Die einzelnen p-Werte werden in dieser Tabelle nicht direkt ausgegeben. Wäre jedoch eine signifikante Korrelation vorhanden, würde diese durch ein * neben dem Korrelationskoeffizienten in der Tabelle markiert werden. Im vorliegenden Fall ist jedoch keine der Korrelationen signifikant, da alle p-Werte größer als 0.05 sind. Das bedeutet, dass keine der Korrelationen in diesem Beispiel statistisch signifikant ist.




FAQs zur Pearson-Korrelation

1. Was ist die Pearson-Korrelation?

Die Pearson-Korrelation misst die Stärke und Richtung einer linearen Beziehung zwischen zwei kontinuierlichen Variablen. Der Korrelationskoeffizient rrr kann Werte zwischen -1 und +1 annehmen, wobei +1 eine perfekte positive und -1 eine perfekte negative Korrelation darstellt. Ein Wert von 0 bedeutet, dass keine lineare Beziehung vorliegt.

2. Welche Voraussetzungen müssen für die Pearson-Korrelation erfüllt sein?

Es gibt vier Hauptvoraussetzungen:

  • Lineare Beziehung zwischen den Variablen

  • Beide Variablen müssen mindestens intervallskaliert sein

  • Normalverteilung der Daten

  • Homoskedastizität (gleichmäßige Varianzverteilung)
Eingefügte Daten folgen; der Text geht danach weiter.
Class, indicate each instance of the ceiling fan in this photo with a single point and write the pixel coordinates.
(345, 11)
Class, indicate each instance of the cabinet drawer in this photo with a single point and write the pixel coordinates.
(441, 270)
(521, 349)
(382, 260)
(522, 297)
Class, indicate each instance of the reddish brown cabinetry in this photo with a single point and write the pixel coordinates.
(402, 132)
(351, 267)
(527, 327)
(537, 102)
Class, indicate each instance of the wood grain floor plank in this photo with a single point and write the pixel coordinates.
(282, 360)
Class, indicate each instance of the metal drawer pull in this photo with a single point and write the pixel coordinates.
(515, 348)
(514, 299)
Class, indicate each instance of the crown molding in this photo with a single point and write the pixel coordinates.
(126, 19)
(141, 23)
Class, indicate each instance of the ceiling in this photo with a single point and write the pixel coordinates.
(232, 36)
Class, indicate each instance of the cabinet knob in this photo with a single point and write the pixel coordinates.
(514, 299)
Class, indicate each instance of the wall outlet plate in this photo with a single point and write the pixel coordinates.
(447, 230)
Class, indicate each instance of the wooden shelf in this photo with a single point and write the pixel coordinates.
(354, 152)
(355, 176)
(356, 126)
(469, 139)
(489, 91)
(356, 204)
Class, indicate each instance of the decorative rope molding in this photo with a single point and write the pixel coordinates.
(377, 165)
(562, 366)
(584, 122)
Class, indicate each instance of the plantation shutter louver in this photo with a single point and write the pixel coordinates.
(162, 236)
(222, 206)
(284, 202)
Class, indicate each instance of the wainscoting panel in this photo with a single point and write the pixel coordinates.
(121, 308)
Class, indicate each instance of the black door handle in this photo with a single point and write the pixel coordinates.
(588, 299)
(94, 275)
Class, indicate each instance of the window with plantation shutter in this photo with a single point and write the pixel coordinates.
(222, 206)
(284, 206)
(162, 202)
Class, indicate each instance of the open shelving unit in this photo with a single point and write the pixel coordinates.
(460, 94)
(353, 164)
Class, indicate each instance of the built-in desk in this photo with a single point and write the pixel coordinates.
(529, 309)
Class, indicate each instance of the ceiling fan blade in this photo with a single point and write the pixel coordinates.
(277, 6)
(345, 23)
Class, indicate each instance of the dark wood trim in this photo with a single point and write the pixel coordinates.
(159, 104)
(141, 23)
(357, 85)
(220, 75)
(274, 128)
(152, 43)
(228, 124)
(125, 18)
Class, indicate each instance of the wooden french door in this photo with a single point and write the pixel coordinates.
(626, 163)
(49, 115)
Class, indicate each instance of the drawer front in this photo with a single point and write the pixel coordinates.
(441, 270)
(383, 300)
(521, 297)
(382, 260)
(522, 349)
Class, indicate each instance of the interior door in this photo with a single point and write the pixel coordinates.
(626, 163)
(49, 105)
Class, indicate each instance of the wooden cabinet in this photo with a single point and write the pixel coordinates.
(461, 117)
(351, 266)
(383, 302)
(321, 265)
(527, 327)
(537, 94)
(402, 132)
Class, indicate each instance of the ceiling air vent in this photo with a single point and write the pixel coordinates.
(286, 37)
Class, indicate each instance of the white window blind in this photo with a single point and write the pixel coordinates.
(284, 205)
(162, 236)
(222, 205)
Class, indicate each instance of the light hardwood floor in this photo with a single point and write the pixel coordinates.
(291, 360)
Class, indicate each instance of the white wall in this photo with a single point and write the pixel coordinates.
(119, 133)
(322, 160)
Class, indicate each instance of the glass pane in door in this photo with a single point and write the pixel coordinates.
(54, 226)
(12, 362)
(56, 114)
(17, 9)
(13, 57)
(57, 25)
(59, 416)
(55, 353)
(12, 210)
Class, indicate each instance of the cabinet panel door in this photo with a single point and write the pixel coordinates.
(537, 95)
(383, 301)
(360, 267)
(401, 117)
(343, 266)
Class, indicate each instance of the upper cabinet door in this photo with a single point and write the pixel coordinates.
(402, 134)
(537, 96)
3. Wie interpretiere ich die Ergebnisse einer APA-Korrelationstabelle?

In der APA-Korrelationstabelle werden die Korrelationskoeffizienten rrr, die Mittelwerte (M) und Standardabweichungen (SD) angezeigt. Wenn eine Korrelation signifikant ist, wird dies durch ein * neben dem Korrelationskoeffizienten gekennzeichnet. In der Tabelle werden auch 95%-Konfidenzintervalle dargestellt.

4. Was bedeutet es, wenn keine Korrelation signifikant ist?

Wenn keine der Korrelationen signifikant ist (d.h., alle p-Werte sind größer als 0.05), bedeutet dies, dass keine statistisch nachweisbare lineare Beziehung zwischen den untersuchten Variablen besteht. Es ist wichtig, dass diese Ergebnisse im Kontext der Daten und Hypothesen interpretiert werden.

5. Kann ich die Pearson-Korrelation verwenden, wenn meine Daten nicht normalverteilt sind?

Wenn die Normalverteilungsannahme verletzt ist, sollte überlegt werden, alternative Korrelationsmethoden wie die Spearman-Korrelation zu verwenden, die nicht auf Normalverteilung angewiesen ist. Allerdings können leichte Abweichungen von der Normalverteilung oft noch toleriert werden, solange die anderen Voraussetzungen erfüllt sind.